Kaufland eröffnete kontinuierlich neue Filialen, vor allem in Süddeutschland. Während Lidl sich mit den kleineren Märkten in den 1990er Jahren schon um die Expansion im europäischen Ausland kümmerte, konzentriere sich die Großflächensparte nach dem Fall der Mauer auf die neuen Bundesländer: Im September 1990 hatte Kaufland bundesweit 51 Filialen, im April 1993 waren es mit dem Standort in Berlin-Prenzlauer Berg schon 100.

Mit dem Markteintritt in Tschechien begann 1998 auch bei Kaufland die internationale Expansion. Im Dezember 2010 feierte das Unternehmen mit der Eröffnung in Berlin-Lichterfelde die 1000. Filiale in Europa.
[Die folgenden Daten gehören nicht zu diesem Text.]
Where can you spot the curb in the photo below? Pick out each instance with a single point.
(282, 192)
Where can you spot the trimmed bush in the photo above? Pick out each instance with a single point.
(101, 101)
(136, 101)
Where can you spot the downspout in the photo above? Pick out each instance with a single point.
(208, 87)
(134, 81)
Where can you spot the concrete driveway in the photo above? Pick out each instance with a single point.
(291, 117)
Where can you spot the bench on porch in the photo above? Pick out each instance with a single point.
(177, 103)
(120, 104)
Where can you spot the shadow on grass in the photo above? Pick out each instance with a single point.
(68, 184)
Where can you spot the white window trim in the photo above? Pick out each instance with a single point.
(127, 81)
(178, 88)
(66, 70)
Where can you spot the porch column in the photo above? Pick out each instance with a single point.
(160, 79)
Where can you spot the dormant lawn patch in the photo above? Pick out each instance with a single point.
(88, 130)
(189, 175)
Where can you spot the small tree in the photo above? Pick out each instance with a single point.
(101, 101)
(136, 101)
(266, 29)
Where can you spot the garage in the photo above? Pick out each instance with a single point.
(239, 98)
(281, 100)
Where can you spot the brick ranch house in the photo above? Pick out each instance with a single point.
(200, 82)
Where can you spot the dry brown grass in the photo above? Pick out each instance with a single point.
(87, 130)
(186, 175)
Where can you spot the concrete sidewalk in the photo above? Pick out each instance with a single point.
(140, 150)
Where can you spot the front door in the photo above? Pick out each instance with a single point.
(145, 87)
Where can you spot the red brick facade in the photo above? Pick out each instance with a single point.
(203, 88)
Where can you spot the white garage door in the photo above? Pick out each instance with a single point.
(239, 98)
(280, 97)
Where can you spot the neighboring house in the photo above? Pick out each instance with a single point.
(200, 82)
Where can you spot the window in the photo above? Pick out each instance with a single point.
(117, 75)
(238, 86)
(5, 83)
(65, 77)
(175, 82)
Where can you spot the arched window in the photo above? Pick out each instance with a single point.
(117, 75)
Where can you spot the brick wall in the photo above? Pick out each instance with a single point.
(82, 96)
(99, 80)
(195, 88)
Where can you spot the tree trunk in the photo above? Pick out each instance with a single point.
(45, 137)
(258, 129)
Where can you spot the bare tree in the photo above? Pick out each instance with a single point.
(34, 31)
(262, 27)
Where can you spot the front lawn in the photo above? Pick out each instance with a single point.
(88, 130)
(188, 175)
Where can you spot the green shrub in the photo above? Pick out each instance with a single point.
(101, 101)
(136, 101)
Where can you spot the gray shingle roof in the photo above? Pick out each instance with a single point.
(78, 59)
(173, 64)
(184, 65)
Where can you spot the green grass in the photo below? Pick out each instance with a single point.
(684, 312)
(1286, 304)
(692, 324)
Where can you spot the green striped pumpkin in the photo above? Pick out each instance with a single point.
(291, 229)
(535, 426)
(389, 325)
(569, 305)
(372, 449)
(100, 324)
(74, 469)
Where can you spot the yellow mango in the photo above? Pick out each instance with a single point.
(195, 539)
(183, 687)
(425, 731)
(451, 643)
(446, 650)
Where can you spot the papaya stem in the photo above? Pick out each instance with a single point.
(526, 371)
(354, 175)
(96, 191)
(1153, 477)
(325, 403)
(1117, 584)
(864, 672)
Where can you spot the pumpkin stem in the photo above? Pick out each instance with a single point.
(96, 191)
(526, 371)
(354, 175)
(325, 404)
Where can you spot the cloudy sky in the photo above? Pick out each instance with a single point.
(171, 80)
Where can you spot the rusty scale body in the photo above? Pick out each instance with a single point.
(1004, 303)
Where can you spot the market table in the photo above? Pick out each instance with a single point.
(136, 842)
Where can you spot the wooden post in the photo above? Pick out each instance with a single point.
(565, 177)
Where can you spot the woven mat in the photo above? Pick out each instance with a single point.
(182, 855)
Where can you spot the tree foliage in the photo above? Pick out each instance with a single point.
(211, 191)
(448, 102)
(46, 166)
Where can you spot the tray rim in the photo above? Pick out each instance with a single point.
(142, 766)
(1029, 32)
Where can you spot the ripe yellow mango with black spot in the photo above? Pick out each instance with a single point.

Heute sind es 1276 Verkaufsstätten.

Australien im Blick

Ein Selbstläufer ist der Lebensmittelhandel in großen SB-Warenhäusern inzwischen nicht mehr, aber auch für die nächsten Jahrzehnte hat Kaufland große Pläne. „Unser Markenversprechen ist seit 50 Jahren so einfach wie relevant“, sagt Kaudewitz. „Wir bieten unseren Kunden den perfekten Wocheneinkauf und damit mehr Lebensqualität“, erklärt er sein Rezept. „Dieses Versprechen gilt auch in Zukunft.“

Den Ausflug ins Liefergeschäft beendete Kaufland zu Weihnachten 2017 zwar abrupt, am Markteintritt in Australien und auch in der Republik Moldau hält das Unternehmen weiterhin fest. In Australien hat Kaufland schon mehrere Standorte erworben und sucht derzeit nach Mitarbeitern.